Baltimore riots: Policing the police

A demonstrator outside City Hall in Philadelphia on April 30. The event in Philadelphia follows days of unrest in Baltimore after Freddie Gray's police-custody death. (AP Photo/Matt Rourke)
A demonstrator outside City Hall in Philadelphia on April 30. The event in Philadelphia follows days of unrest in Baltimore after Freddie Gray’s police-custody death. (AP Photo/Matt Rourke)

In the midst of Freddie Gray’s death and the Baltimore riots, an injustice in Chicago has gone practically unnoticed by the national news media. While headlines reading “unarmed black man shot by police” have become so common they have practically lost their shock value, the unjust trial for unarmed 22-year-old Rekia Boyd, an African American Chicago resident shot and killed by a Chicago police officer in March 2012, has slipped through the cracks of the American news cycle.

Boyd was with a group of friends when they got into an argument with off-duty officer Dante Servin. As the group had their backs to Servin in the alley, one of the men reached into his waistband for his cellphone. Servin, mistaking the phone for a gun and “fearing for his life,” shot an unregistered handgun over his shoulder in the direction of the group. One of the bullets grazed the intended target’s hand but another hit Boyd in the head, killing her.

Although this incident comes as no surprise to many, what makes this case different is the absolute injustice of Servin’s trail. Just four days into the case, the judge gave a rare direct verdict acquitting Servin of all charges. He claimed these charges of involuntary manslaughter and reckless discharge of a firearm did not align with his actions. The judge even suggested that Servin should have been charged with       murder instead. 

Arguably more disturbing than the acquittal itself was the reaction by Chicago Police Superintendent          Garry McCarthy.

“My concern is how is this going to affect policing in general in the Chicago Police Department, because every single officer who’s out there now might be in a position where they hesitate, and as a result, they could lose their lives,” he said.

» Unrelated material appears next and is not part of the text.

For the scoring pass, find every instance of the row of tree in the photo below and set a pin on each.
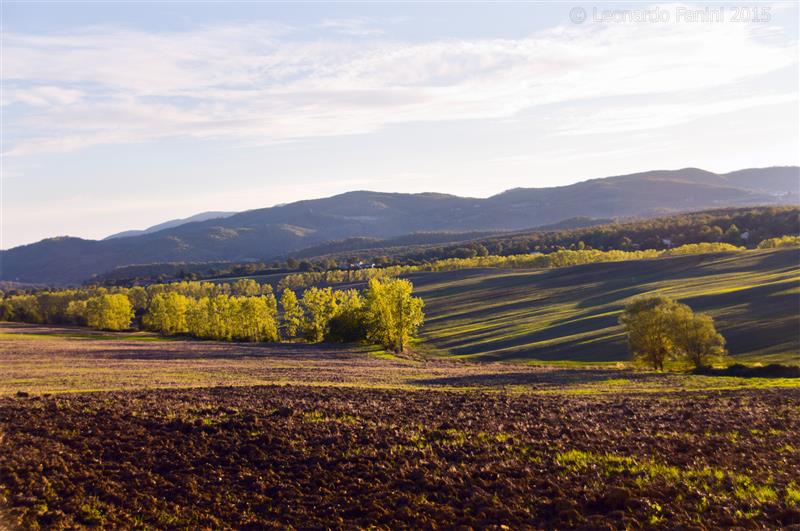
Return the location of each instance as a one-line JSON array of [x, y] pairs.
[[661, 330], [562, 258], [746, 226], [386, 313]]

Police should always think twice before pulling the trigger on what could be an entirely innocent person; lethal force is supposed to be a last resort. The Chicago Police Department should be instructing officers to take every possible precaution before shooting a civilian, not teaching them to fire their guns the moment they feel their lives could           be in danger.

Police violence against unarmed black men and women is by no means solely a Chicago issue, and is not a simple topic by any means. “The real issues are systemic and these killings are the triggers, but in fact there are many problems of racial profiling, stereotyping of African-Americans, poverty and homelessness,” DePaul professor Barbara Speicher said.

Sean Sartin, a 25-year-old Albany Park resident, explained a main root of animosity he and many other African Americans nationwide have towards        the police.

“I don’t hate the police, I’m just afraid of them,” he said.

Chicago police are apparently aware of this issue as McCarthy recently announced he and other top police officials would be embarking on a listening tour to all 22 police districts in the city. He wants to talk to residents about their relationships with local police with hopes of building a greater trust between the Chicago Police Department and city residents. While the listening tour is a significant, direct effort to improve relations between officers and black Chicago residents, the systemic, historical issues will be a much more difficult task to address and resolve.

Police departments across the United States continue to try and legitimize the murders committed by their officers instead of addressing the real issues at hand. For as long as that continues, there will be protests, anger and even violence. The news media and police departments across the country have a duty to not merely address these issues, but search for long-term solutions that will resolve the tensions between marginalized communities and those who are supposed to protect them.